Ephemeral feedback for actions like Fix applied, Citations checked, and
Copied. Same canonical tokens, four incompatible form factors:
where the toast lives, how it animates in/out, and whether it occupies dedicated space
or shares the layout. All four ship a role="status"/aria-live="polite"
region — fixing the unannounced-results SR gap the audit flagged.
A single dedicated slot pinned to the bottom of the taskpane. The toast replaces the last result row's space for a few seconds, then leaves. Reads as a physical card lifted off the paper — engraved-parchment aesthetic preserved with a soft hairline + 1px shadow. Single-slot means newest message wins; no stacking complexity.
A full-width strip docked to the top of the pane, pushing content down rather than floating over it. Drops down, pauses, lifts back up. The ribbon uses a 3-px top edge in the semantic color and a tint wash — no fill-on-fill clash. Most assertive of the four; suits a product where confirmations should be felt not just seen.
A first-class citizen of the layout: a dedicated status row that sits between the header and the result list, lives in flow, and animates with a horizontal slide + opacity (not vertical). Quiet, persistent-while-relevant, no float, no overlay. Most native to the engraved-parchment metaphor — it behaves like a printed marginal note.
A small column pinned to the top of the pane. Each new toast pushes the others down — you keep the full history of what just happened (fix applied, then copied, then error). Slides in from the right; old items fade & collapse. Best for the SwiftUI launcher, which has no 350 px constraint and benefits from a visible audit trail of recent actions.
A · dock: 1 toast, bottom-anchored, fades after 3s. Most Material-y, but executed in parchment.
B · push: 1 toast, top-anchored, pushes content (re-flows). Most assertive, most "noticed".

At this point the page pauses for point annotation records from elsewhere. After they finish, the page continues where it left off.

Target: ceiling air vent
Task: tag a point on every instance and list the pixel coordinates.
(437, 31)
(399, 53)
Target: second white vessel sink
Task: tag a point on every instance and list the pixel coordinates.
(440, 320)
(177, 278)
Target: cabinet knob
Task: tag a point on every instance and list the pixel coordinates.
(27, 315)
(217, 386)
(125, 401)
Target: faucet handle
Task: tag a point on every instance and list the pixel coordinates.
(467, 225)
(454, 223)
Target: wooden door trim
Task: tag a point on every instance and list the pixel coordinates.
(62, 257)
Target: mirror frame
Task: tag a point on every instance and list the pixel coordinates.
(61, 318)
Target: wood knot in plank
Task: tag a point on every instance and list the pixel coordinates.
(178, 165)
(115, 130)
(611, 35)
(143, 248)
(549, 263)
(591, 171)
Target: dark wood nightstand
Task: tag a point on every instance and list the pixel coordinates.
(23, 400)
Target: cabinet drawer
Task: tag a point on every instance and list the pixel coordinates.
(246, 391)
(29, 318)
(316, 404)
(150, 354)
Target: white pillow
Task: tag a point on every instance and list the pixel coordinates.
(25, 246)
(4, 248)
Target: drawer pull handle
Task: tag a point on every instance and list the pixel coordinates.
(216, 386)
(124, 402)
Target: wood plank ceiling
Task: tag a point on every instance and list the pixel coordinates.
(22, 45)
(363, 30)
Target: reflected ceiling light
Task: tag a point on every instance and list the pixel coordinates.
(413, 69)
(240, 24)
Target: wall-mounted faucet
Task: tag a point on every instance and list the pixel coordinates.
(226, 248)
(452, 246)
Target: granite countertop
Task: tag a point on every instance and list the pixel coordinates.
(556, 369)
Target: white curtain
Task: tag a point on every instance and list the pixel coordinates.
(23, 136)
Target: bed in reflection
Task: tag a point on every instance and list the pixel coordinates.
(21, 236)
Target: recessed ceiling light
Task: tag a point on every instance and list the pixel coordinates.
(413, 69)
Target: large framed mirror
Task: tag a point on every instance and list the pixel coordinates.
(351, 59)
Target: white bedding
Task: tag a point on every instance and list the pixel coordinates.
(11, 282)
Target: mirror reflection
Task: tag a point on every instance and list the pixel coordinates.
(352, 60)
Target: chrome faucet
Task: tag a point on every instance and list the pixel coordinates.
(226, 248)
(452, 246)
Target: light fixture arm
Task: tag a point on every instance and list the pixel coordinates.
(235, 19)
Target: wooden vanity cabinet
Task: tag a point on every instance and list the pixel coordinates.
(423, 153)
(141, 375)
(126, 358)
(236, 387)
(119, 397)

C · replace: 1 toast, in-flow, lives above results. Most native to engraved-parchment, lowest visual cost.
D · stack: Multi-toast, top-anchored, history-preserving. Best for launcher / wide panes; most complex.
All four use the same canonical tokens (raised, hair, tints, ink-soft, mono labels, --green/--err/--gold-text).
The aesthetic cost difference is zero — the form-factor difference is the whole point.
Every direction exposes role="status" + aria-live="polite", fixing the WCAG unannounced-results gap.